Il y a une scene d’Aristophane qui fournit quelque chose de plus spécieux, pour prouver que les anciens ont été en possession des verres lenticulaires. Aristophane introduit dans ses nuées, acte II. scene j. une espece d’imbécille nommé Strepsiade, faisant part à Socrate d’une belle invention qu’il a imaginée pour ne point payer ses dettes. « Avez-vous vû, dit-il, chez les droguistes, la pierre transparente dont ils se servent pour allumer du feu ? Veux-tu dire le verre, dit Socrate ? Oui, répond Strepsiade. Eh bien, voyons ce que tu en feras, réplique Socrate. Le voici, dit l’imbécille Strepsiade : quand l’avocat aura écrit son assignation contre moi, je prendrai ce verre, & me mettant ainsi au soleil, je fondrai de loin toute son écriture ». Quel que soit le mérite de cette plaisanterie, ces termes de loin, ἀπωτέρω στάς, indiquent qu’il s’agissoit d’un instrument qui brûloit à quelque distance, & conséquemment que ce n’étoit point une seule sphere de verre dont le foyer est très-proche, mais un verre lenticulaire qui a l’essieu plus éloigné.

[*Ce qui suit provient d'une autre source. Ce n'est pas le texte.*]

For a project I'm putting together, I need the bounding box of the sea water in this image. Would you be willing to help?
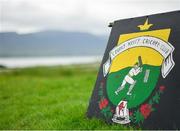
[0,56,102,68]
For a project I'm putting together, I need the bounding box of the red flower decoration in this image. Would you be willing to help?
[159,85,166,92]
[129,111,133,116]
[140,104,152,119]
[99,98,109,110]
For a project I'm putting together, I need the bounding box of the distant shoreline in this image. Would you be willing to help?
[0,56,102,68]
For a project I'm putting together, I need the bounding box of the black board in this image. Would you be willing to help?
[87,11,180,130]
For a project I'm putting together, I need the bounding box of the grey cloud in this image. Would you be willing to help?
[1,0,180,35]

A cette autorité on joint celle du scholiaste grec sur cet endroit ; il remarque qu’il s’agit d’un « verre rond & épais, τροχοειδὴς, fait exprès pour cet usage, qu’on frottoit d’huile, que l’on échauffoit, & auquel on ajustoit une meche, & que de cette maniere le feu s’y allumoit ». Cette explication quoiqu’inintelligible en quelques points, semble prouver, dit-on, que le scholiaste entend parler d’un verre convexe.

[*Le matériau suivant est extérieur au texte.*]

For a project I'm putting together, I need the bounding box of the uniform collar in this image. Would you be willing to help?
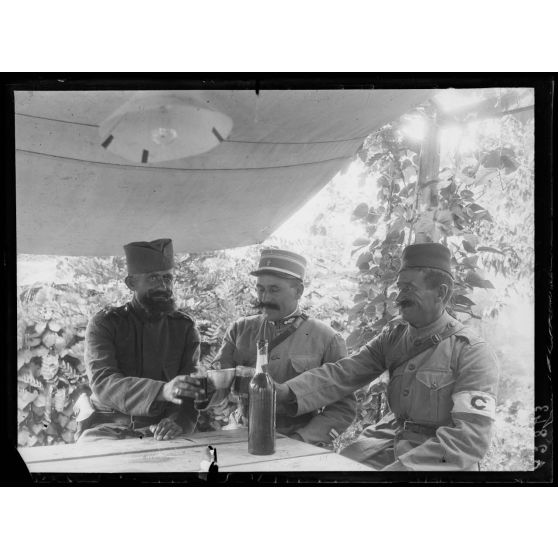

Mais je réponds d’abord que ce passage du scholiaste est une énigme ; outre qu’un verre rond & épais qu’on frottoit d’huile, que l’on échauffoit, & auquel on ajustoit une meche, ne désigne en aucune maniere nos verres lenticulaires, faits pour aider la vue. J’ajoute ensuite que le passage d’Aristophane n’est pas plus décisif ; & s’il étoit permis de prêter une explication fine à ce passage d’un poëte plein d’esprit, je dirois, que puisque le dessein de sa piece est de ridiculiser Socrate, il ne pouvoit mieux remplir son but qu’en mettant dans la bouche de Strepsiade un propos aussi stupide que celui de prendre un verre avec lequel il fondroit l’écriture de son avocat, & faisant en même tems approuver cette idée rustique par le philosophe éleve d’Anaxagore.

Enfin on peut rassembler un grand nombre de passages qui justifient que les anciens n’ont point connu les verres lenticulaires, & d’un autre côté on a des témoignages certains qu’ils n’ont commencé à être connus que vers la fin du treizieme siecle.

C’est dans l’Italie qu’on en indique les premieres traces. M. Spon, dans ses Recherc. d’antiq. diss. 16. rapporte une lettre de Redi à Paul Falconieri, sur l’inventeur de lunettes. Redi allegue dans cette lettre une chronique manuscrite, conservée dans la bibliotheque des freres prêcheurs de Pise ; on y lit ces mots : Fratrer Alexander Spina, vir modestus & bonus, quaæcumque vidit & audivit facta, scivit & facere : occularia ab aliquo primo facta & communicare nolente, ipse fecit, & communicavit corde hilari, & volente : ce bon pere mourut en 1313 à Pise.

Le même Redi possédoit dans sa bibliotheque un manuscrit de 1299, qui contenoit ces paroles remarquables : Mi trovo cosi gravoso d’anni, che non avrei valenza di leggere e di scrivere senza vetri appellati occhiali, trovati novellamente per commodità dè poveri

vecchi, quando affiebolano di vedere ; c’est-à-dire « Je me vois si accablé d’années, que je ne pourrois ni lire ni écrire sans ces verres appellés occhiali (lunettes) qu’on a trouvés depuis peu pour le secours des pauvres vieillards dont la vue est affoiblie ».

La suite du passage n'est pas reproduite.